Heat Biologics starts clinical trial combining HS-110 and PD-1 checkpoint inhibitor in NSCLC

HS-110 is the Company’s first product candidate in a series of proprietary ImPACT™ based immunotherapies designed to stimulate patient’s own T-cells to attack cancer.

Additionally, as the FDA approval of nivolumab and anticipated approval of other checkpoint inhibitors is dramatically changing the standard of care in lung cancer treatment, Heat is winding down its ongoing Phase 2 trial with HS-110, which does not include a checkpoint inhibitor combination, to instead focus on combinations with checkpoint inhibitors.

This multicenter trial is evaluating the safety and efficacy of HS-110 in combination with nivolumab in patients with NSCLC whose cancers have progressed after first-line therapy.

Primary and secondary trial endpoints include safety and tolerability, immune response, overall response rate and progression-free survival.

Heat Biologics CEO Jeff Wolf said: "Checkpoint inhibitors such as nivolumab are rapidly becoming standard of care in the treatment of NSCLC and many other types of cancer.

"Substantial evidence is emerging regarding the benefits of combining checkpoint inhibitors and therapeutic vaccines. Heat had previously reported synergy between ImPACT and anti-PD-1 therapy. This important clinical study is among the first trials to explore the combination of a checkpoint inhibitor and therapeutic vaccine in NSCLC and will enable us to more fully evaluate this combination with other checkpoint inhibitors, such as Merck’s pembrolizumab, as they become available."

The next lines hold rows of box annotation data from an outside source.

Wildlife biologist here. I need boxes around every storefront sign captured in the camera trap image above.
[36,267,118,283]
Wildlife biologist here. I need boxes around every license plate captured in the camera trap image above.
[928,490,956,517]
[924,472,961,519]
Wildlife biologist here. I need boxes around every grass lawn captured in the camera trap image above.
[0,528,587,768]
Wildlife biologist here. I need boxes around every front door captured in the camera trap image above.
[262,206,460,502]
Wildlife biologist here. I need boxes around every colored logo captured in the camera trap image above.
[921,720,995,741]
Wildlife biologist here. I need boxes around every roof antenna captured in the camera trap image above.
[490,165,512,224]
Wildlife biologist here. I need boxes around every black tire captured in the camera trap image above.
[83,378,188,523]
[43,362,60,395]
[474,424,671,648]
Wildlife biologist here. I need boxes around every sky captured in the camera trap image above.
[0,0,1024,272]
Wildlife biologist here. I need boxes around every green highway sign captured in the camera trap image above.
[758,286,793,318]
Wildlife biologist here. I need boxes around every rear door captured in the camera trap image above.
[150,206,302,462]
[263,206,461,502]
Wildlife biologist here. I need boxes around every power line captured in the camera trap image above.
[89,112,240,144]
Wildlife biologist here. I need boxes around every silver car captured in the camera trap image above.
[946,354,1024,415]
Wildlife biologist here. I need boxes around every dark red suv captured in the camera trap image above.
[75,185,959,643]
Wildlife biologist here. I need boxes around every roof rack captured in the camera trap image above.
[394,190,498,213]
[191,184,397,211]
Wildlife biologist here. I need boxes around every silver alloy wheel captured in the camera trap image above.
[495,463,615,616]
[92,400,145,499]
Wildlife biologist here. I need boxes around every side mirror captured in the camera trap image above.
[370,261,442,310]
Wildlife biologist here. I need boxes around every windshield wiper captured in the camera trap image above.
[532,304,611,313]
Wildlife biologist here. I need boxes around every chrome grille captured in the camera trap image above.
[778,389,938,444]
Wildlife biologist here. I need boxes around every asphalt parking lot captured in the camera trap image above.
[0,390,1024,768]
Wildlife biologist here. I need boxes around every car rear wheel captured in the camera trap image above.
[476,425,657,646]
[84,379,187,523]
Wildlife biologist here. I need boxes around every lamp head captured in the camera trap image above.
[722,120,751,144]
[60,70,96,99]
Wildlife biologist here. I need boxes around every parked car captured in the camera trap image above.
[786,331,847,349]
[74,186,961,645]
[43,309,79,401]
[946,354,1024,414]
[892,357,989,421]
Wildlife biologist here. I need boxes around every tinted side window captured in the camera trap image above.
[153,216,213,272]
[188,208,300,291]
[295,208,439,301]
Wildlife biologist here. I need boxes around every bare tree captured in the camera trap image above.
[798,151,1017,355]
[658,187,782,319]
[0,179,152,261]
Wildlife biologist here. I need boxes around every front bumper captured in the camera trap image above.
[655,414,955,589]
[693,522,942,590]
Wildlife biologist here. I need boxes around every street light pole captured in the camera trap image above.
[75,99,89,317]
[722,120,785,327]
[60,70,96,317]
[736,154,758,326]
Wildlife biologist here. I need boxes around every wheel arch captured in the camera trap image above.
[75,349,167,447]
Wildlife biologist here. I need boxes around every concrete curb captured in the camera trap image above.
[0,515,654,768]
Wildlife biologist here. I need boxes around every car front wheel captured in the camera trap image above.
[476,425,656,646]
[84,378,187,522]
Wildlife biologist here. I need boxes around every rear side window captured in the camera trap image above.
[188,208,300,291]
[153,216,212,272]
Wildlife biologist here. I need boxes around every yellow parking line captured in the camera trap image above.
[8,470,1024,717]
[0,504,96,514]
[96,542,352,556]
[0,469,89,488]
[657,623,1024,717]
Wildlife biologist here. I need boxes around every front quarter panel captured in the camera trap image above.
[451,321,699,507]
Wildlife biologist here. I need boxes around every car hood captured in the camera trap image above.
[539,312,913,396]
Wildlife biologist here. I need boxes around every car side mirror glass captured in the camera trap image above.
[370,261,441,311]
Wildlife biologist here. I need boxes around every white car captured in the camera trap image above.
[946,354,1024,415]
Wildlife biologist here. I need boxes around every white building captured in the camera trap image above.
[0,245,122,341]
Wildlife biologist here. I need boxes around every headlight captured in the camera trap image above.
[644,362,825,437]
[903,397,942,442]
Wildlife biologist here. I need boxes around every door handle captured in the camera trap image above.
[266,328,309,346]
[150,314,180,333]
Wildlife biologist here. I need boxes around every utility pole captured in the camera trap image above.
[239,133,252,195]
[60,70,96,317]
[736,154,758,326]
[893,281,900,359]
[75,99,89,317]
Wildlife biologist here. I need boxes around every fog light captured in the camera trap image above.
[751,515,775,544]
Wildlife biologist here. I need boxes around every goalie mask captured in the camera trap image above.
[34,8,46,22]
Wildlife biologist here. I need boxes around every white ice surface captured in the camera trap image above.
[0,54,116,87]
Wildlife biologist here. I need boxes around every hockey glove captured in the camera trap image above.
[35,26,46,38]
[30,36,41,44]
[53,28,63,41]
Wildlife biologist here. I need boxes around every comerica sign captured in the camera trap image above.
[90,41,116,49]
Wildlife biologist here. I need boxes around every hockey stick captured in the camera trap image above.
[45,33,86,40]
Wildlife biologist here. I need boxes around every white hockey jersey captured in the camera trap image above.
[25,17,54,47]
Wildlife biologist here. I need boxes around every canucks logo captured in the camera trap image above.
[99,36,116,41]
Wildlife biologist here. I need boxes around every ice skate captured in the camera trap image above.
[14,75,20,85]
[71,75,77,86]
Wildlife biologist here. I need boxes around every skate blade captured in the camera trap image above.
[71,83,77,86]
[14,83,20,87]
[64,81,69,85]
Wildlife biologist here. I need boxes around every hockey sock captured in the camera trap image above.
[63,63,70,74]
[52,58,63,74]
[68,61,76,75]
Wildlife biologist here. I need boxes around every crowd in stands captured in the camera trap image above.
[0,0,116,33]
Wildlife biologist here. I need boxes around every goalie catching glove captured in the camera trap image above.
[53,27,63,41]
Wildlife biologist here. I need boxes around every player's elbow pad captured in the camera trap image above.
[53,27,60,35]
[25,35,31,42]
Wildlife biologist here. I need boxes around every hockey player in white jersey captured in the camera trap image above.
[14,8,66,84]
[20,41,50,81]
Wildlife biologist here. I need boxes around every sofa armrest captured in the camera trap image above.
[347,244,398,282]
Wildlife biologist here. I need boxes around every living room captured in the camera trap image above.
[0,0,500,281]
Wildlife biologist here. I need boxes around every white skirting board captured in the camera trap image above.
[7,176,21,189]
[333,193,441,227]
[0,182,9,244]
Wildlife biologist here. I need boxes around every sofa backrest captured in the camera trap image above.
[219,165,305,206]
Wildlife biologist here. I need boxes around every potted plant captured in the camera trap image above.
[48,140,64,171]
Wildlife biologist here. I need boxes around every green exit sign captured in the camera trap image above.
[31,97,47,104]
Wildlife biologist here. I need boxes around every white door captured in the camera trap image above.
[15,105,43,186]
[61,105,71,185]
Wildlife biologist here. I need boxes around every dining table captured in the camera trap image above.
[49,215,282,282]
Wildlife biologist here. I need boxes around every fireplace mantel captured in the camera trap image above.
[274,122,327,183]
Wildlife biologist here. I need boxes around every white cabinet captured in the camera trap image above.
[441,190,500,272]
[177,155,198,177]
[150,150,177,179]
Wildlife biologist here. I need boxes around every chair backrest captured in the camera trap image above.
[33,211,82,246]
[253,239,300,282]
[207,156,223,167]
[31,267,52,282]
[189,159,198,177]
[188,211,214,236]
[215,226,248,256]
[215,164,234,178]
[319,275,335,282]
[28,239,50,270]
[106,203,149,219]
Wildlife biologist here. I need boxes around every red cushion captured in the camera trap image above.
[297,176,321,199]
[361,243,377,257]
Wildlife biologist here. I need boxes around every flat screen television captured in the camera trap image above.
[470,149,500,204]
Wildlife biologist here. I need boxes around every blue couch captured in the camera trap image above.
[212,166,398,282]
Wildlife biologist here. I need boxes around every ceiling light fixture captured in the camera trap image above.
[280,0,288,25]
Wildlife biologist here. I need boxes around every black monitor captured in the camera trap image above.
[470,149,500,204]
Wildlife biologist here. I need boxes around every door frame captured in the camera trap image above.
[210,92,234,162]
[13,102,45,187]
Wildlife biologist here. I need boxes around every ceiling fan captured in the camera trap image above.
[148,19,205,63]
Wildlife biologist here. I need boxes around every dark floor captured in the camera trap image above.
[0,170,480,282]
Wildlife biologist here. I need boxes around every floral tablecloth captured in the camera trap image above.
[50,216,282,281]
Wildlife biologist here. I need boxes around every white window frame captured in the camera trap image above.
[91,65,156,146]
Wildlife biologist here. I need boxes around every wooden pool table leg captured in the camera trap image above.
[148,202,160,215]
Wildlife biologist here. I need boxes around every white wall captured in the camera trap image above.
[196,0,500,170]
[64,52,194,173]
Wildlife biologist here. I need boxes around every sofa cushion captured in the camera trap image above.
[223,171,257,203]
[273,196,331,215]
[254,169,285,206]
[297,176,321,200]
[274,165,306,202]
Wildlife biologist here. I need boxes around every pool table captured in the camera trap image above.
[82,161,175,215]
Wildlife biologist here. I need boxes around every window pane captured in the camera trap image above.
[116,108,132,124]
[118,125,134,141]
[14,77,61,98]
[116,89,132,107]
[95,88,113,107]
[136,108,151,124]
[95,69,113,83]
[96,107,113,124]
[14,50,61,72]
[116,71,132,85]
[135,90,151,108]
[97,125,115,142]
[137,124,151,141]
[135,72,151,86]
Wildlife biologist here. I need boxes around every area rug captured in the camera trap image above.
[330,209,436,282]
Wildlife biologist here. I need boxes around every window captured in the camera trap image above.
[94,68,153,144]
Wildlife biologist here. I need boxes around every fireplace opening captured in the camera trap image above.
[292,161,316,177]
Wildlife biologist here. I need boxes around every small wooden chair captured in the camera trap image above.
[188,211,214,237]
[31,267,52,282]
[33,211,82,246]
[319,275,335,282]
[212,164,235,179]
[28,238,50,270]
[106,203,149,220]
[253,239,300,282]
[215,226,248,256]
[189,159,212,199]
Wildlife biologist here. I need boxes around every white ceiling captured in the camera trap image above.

Heat chief scientific officer Taylor Schreiber said: "We reported earlier this year, in a clinical trial for HS-410 for bladder cancer, that patients with low levels of tumor-infiltrating lymphocytes (TILs) at baseline appeared to respond better.

"This is consistent with emerging clinical evidence demonstrating that while responses to checkpoint inhibitor therapy are biased toward patients with pre-existing TILs, the optimal patient population for therapeutic vaccines in conjunction with checkpoint inhibitors may in fact be the checkpoint unresponsive (and TIL negative) population. Currently, only 20% to 30% of NSCLC patients respond to nivolumab. This trial will specifically investigate whether HS-110can broaden the base of patients who respond to nivolumab and other checkpoint inhibitors."

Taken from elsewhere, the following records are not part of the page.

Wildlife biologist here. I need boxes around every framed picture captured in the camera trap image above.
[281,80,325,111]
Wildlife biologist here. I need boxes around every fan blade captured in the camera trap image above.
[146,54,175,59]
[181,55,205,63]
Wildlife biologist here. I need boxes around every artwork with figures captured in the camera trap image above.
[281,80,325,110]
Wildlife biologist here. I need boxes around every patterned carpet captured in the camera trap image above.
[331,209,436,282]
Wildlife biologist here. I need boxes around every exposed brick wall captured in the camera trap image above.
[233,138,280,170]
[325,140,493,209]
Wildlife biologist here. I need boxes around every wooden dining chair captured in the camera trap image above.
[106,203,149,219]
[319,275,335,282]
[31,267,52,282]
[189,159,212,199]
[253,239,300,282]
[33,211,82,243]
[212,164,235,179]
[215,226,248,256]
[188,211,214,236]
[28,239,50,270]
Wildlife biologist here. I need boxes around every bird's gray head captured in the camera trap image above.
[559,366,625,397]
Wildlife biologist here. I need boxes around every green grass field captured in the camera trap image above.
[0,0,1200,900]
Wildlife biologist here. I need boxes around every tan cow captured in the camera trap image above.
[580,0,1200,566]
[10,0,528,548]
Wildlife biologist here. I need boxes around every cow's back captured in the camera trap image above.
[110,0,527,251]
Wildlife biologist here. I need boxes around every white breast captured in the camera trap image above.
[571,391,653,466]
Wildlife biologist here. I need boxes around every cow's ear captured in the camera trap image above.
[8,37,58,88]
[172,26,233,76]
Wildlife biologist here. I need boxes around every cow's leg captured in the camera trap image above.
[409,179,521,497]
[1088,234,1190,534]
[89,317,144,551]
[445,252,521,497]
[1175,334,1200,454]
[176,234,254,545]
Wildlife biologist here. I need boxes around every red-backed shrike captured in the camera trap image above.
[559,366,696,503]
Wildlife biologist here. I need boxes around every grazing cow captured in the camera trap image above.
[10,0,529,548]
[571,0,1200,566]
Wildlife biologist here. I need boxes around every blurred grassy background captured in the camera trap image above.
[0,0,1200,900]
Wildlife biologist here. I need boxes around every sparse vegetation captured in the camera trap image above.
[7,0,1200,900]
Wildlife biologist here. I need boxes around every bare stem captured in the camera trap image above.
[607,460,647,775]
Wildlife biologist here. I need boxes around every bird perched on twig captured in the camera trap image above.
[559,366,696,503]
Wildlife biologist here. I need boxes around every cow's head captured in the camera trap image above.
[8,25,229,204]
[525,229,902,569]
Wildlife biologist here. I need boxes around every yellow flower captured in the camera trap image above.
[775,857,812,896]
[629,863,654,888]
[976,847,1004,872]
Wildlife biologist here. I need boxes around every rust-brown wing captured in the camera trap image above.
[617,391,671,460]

Heat VP of product development Melissa Price said: "This trial is expected to initially enroll 18 patients, and is designed to accommodate rapid cohort expansion as positive clinical data emerge.

"We will be working with Yale Cancer Center’s Translational Immuno-Oncology Laboratory on the analysis of the TILs biomarker data for patient selection. We expect to release top-line objective response rate and 6-month progression free survival (PFS) data on these first 18 patients by the end of 2016, which should enable us to reach a clinical readout for HS-110 with a checkpoint-focused clinical trial, on the same schedule that we had forecasted for our previous trial. Our expectations around the timing of an HS-110 registration-directed study in NSCLC remain unchanged."

Nivolumab (Opdivo) was approved by the US Food and Drug Administration (FDA) for the treatment of NSCLC in March 2015 and is marketed by Bristol-Myers Squibb. Another anti-PD-1 drug candidate, Merck’s pembrolizumab (KEYTRUDA®) is currently under FDA Priority Review for NSCLC.

About the Trial

The trial is an ongoing multicenter, open label Phase 1b trial evaluating the safety and efficacy of HS-110 in patients with non-small cell lung cancer patients who have failed at least one other therapy. The trial is designed to evaluate HS-110 in combination with multiple tumor anti-immunosuppressive and checkpoint agents through a single protocol. In one arm, patients with low baseline TIL expression will receive HS-110 plus nivolumab. In another arm, patients with a high baseline TIL expression will receive HS-110 plus nivolumab.

About Viagenpumatucel-L (HS-110)

Viagenpumatucel-L (HS-110) ImPACT-modified cell lines are designed to stimulate a patient’s immune system to activate a cytotoxic T-cell response against a range of antigens known to be expressed by a high proportion of patients with non-small cell lung cancer (NSCLC). The backbone cell line for HS-110 was selected based on overlapping antigen expression in patient tumor specimens, including known and unknown antigens, and functions dually as an antigen delivery vehicle and adjuvant, to stimulate the immune system. By addressing the underlying genetic and antigenic heterogeneity within tumors, ImPACT vaccines can potentially treat all patients, a significant advantage over single antigen therapies.